Brown's achievement as a playwright is that he fully reveals the racism and national shame behind the minstrel show while exploring the talent, energy, humor, intelligence and creativity of these black performers, for whom the minstrel show remained, despite the humiliation it imposed, one of the few viable jobs then available.

As the play opens, three men wait in a bullet-pocked railroad parlor car in Hannibal, Missouri, for their performance to begin. The year is 1895. Outside, it's freezing cold, and there's a sense of danger in the air. The men pick at their instruments, reminisce, show each other dance steps. They are soon joined by two more performers, Solomon and his eager protegé, Archie. The interactions among the members of the group are fascinating. Vincent C. Robinson plays chatty, affable Henry, the best-natured trouper and the most likely to keep his wits about him in a crisis, with warmth and skill. Jimmy Walker is an attention-riveting Tambo, by turns funny and imposing. Kw. Brock Johnson plays Doc, a graceful, centered, enigmatic presence with a fine speaking voice. Though Doc has less to say than the others, you find yourself glancing at him often, wondering what he's thinking. I had a little problem with Timothy C. Johnson's agitated entrance as Solomon: Some of his words were garbled, and I wasn't exactly sure what he was so angry about. But Johnson seemed to relax more into the character as the evening wore on. Toward the end of the play, when all the men painted on blackface and white clown mouths, Johnson's mournfully sarcastic expression, amplified by the makeup, was revelatory. Quatis Tarkington, too, is very good as naive young Archie.
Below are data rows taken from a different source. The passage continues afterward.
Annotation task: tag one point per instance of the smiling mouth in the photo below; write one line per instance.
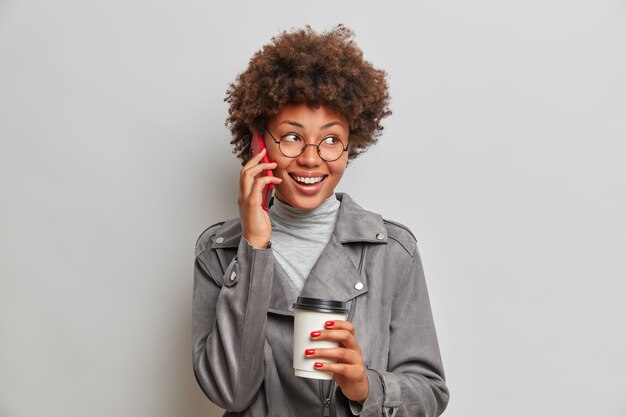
(308, 180)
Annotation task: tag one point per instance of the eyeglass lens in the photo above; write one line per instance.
(329, 149)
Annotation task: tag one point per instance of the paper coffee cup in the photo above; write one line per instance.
(310, 314)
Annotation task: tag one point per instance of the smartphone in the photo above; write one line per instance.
(256, 146)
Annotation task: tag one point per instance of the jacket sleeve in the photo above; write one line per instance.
(414, 382)
(229, 314)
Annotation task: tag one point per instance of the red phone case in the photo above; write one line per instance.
(256, 146)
These actors succeed at the difficult task of fully taking on the mannerisms and speech of the nineteenth century while still maintaining a very contemporary sense of irony.

Most of the show's strongest moments occur in the first act, as the performers chat, goof off and reminisce. There's a terrific dance duel when Tambo demonstrates his ability to cakewalk while balancing a full glass on his hat. Walker's movements are priceless as they go from cautious footwork to jubilantly smooth high kicks. And then Archie takes up the challenge, his kicks less controlled than Tambo's but just as high, his face revealing that he's almost as astonished by his own ability as are his fellow performers.
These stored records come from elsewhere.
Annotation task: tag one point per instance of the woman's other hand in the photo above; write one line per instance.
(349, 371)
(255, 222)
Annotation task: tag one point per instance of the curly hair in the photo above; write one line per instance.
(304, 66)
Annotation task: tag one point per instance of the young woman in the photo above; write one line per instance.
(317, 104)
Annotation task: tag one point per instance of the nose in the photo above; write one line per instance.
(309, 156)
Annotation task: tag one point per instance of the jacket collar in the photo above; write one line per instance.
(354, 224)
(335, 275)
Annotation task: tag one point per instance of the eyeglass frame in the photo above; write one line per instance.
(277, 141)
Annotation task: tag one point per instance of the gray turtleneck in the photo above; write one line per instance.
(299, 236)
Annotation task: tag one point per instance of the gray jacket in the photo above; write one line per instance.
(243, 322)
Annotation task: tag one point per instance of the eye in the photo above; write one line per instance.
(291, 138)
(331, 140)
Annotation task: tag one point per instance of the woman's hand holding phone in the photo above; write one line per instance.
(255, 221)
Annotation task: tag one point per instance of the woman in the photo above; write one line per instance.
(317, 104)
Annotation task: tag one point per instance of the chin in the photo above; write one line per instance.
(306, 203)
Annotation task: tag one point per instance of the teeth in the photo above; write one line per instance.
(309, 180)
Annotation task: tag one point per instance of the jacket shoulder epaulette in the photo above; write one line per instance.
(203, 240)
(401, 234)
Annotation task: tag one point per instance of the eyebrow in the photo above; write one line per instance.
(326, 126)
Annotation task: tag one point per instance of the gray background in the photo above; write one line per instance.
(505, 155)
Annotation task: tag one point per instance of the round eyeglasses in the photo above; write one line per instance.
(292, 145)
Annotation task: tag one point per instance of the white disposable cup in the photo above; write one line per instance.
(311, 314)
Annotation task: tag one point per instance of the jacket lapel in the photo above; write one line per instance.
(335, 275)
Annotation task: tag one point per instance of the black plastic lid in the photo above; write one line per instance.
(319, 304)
But there are problems with the script. It tends to be talky and static, and by the second act, when the sixth troupe member, Percy (Jeffrey Nickelson), stumbles in and describes a gun-flourishing run-in with a crowd of angry, drunken whites, the action starts to feel melodramatic. Not because the plot development is implausible, given the daily dangers these men face, but because of the way Brown shapes the story. Within minutes, Tambo and Percy are shouting at each other about professional jealousy, and then we learn of a murder that Percy once committed. All of this tends to vitiate, rather than underline, the very real menace waiting outside in the night. In addition, while Nickelson is a strong actor, his approach is out of sync with the more naturalistic acting of the others, and this makes his performance seem overblown, as if he'd walked into the production from a more stylized tragedy.